Thaksin's whereabouts had been a mystery since he ended a sojourn in London late last year. Friedel Frechen, a municipal spokesman in Bonn, said Thaksin showed up at the city immigration office last December 29 and applied for a residency permit.
It was revoked at the end of May after a rebuke from the German government with a warning that Thaksin's presence posed a risk to German foreign relations. Frechen said the revocation was served on Thaksin, 59, who appeared to have then departed.
Defending the immigration clerks, Frechen said Thaksin's name had not been on a list of people barred from Germany and he had presented all the necessary documents, including a certificate from a German federal justice agency saying he had no criminal record.
He had also proved he had adequate funds to live and a valid passport.
Officials said the absence of Thaksin's name from the list of barred persons was the result of a data-entry oversight by staff of the German Foreign Ministry.
A Thai court has sentenced billionaire Thaksin in absentia to two years' prison for conflict of interest. He has moved around the world, always one step ahead of arrest warrants from his homeland. His Thai passport has now been revoked.
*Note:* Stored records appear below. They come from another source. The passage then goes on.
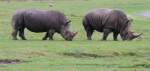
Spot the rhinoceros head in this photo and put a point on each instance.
(68, 35)
(127, 34)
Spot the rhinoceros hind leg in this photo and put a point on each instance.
(46, 36)
(51, 33)
(106, 33)
(115, 35)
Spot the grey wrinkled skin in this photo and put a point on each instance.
(107, 21)
(35, 20)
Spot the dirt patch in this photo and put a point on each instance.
(104, 55)
(10, 61)
(85, 55)
(136, 66)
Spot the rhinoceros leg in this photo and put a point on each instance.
(89, 32)
(46, 36)
(115, 35)
(106, 33)
(21, 34)
(51, 33)
(14, 34)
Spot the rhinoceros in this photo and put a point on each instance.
(38, 21)
(107, 21)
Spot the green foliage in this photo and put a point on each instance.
(79, 54)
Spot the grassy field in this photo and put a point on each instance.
(80, 54)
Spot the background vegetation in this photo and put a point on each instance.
(79, 54)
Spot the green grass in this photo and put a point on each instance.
(49, 55)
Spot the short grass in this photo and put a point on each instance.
(79, 54)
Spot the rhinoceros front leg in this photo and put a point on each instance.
(51, 33)
(14, 34)
(21, 34)
(106, 33)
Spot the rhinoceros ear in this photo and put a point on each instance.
(68, 21)
(131, 20)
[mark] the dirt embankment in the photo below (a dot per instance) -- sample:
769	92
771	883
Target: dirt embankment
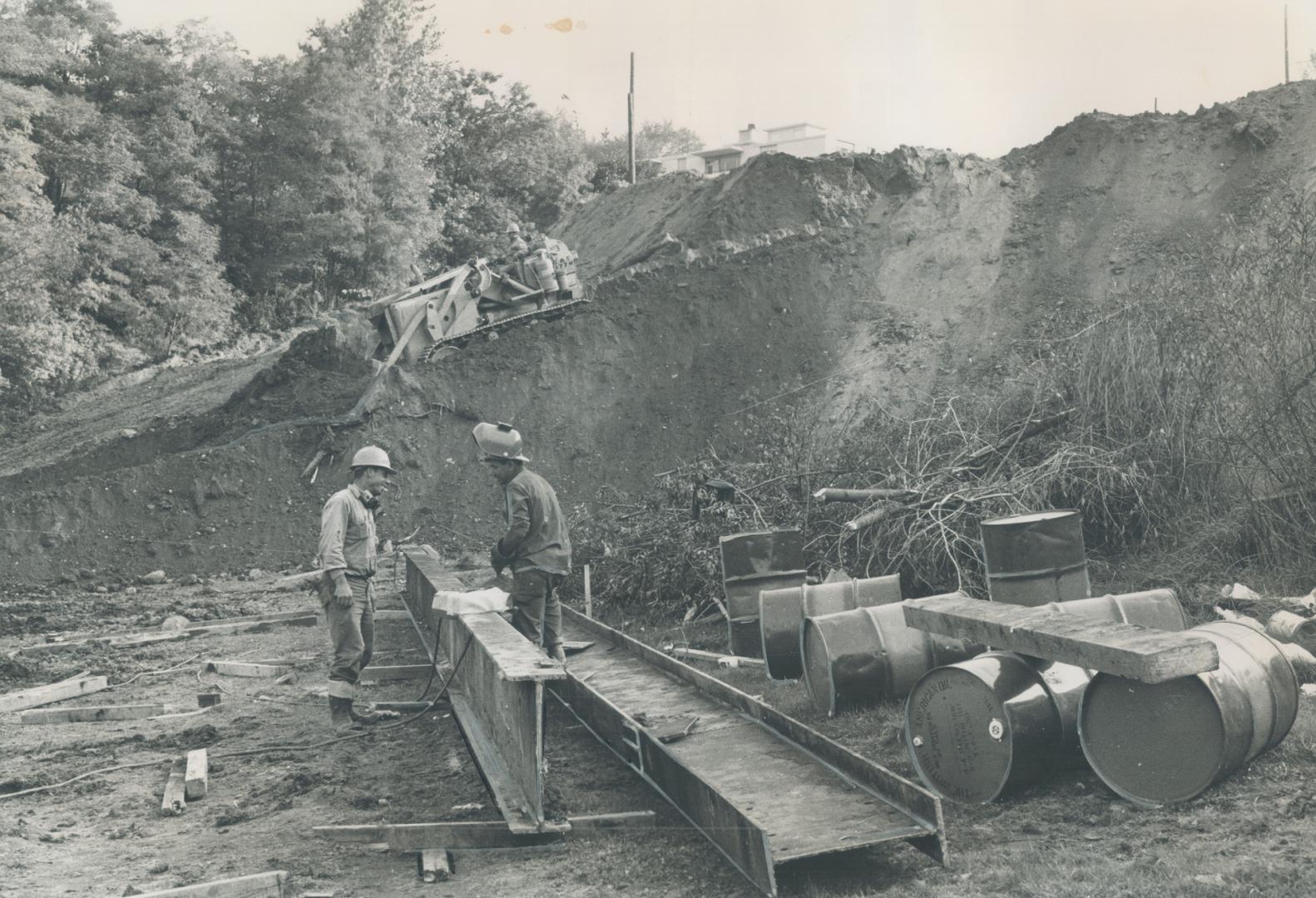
836	283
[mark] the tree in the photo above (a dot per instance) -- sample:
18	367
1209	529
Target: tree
610	158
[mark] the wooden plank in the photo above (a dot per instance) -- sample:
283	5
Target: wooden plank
198	780
258	885
511	654
176	789
719	658
245	669
54	692
1112	647
90	713
456	835
620	821
396	672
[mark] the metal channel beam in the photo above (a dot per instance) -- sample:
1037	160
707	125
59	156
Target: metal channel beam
759	785
497	693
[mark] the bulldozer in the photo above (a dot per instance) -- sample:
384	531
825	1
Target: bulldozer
477	299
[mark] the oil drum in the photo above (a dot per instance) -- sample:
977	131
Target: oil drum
870	655
1168	742
753	561
782	613
1035	558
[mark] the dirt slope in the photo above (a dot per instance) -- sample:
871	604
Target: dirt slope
829	283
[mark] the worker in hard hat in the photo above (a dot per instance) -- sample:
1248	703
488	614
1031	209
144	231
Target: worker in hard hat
348	560
536	546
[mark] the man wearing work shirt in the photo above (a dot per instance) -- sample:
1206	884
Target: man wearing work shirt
536	545
348	560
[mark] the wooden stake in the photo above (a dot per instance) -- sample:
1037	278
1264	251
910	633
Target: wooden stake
434	864
198	777
176	789
258	885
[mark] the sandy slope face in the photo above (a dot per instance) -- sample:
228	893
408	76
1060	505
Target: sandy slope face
837	284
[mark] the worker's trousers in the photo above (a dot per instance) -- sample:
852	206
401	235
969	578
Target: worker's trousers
536	612
353	634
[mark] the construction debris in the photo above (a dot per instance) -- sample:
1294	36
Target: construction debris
91	713
176	789
54	692
258	885
196	782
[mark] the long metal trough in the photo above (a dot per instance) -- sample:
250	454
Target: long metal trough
764	787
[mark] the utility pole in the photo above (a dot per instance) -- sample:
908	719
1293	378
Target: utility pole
631	120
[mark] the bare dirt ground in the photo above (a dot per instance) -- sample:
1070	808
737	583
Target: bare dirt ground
1070	836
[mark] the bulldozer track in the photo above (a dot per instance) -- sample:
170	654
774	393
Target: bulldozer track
547	312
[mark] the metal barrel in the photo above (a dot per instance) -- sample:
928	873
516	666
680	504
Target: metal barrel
782	612
1003	737
1036	558
981	728
870	655
752	563
1169	742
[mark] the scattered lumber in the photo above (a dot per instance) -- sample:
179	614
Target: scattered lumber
90	713
434	864
717	658
176	789
50	693
258	885
196	782
1111	647
481	835
395	672
245	669
1289	628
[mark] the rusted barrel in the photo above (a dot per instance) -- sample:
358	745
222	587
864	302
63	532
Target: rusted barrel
870	655
1036	558
752	563
982	728
1169	742
782	612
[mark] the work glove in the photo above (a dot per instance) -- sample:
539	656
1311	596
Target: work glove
343	593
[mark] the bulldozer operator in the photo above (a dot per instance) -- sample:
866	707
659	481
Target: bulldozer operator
535	546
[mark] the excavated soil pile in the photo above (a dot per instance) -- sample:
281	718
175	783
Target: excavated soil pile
837	283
The Munich newspaper Sueddeutsche Zeitung said Thaksin was now using a Nicaraguan diplomatic passport.
Thaksin, who ruled from 2001 to 2006, was deposed in a military coup and continues to be revered by Thailand's populist red-shirt protest movement.
The Sueddeutsche said the discovery that the Bonn immigration office had issued Thaksin a permit triggered inter-agency suspicions in the German federal government. But neither the Foreign Ministry nor the BND foreign-intelligence service had known about the permit.
It said the billionaire, who stated he was living in Bonn's elegant suburb of Bad Godesberg, had been accompanied to the immigration office by a respected lawyer, a retired German police commander and a freelance troubleshooter, Werner Mauss.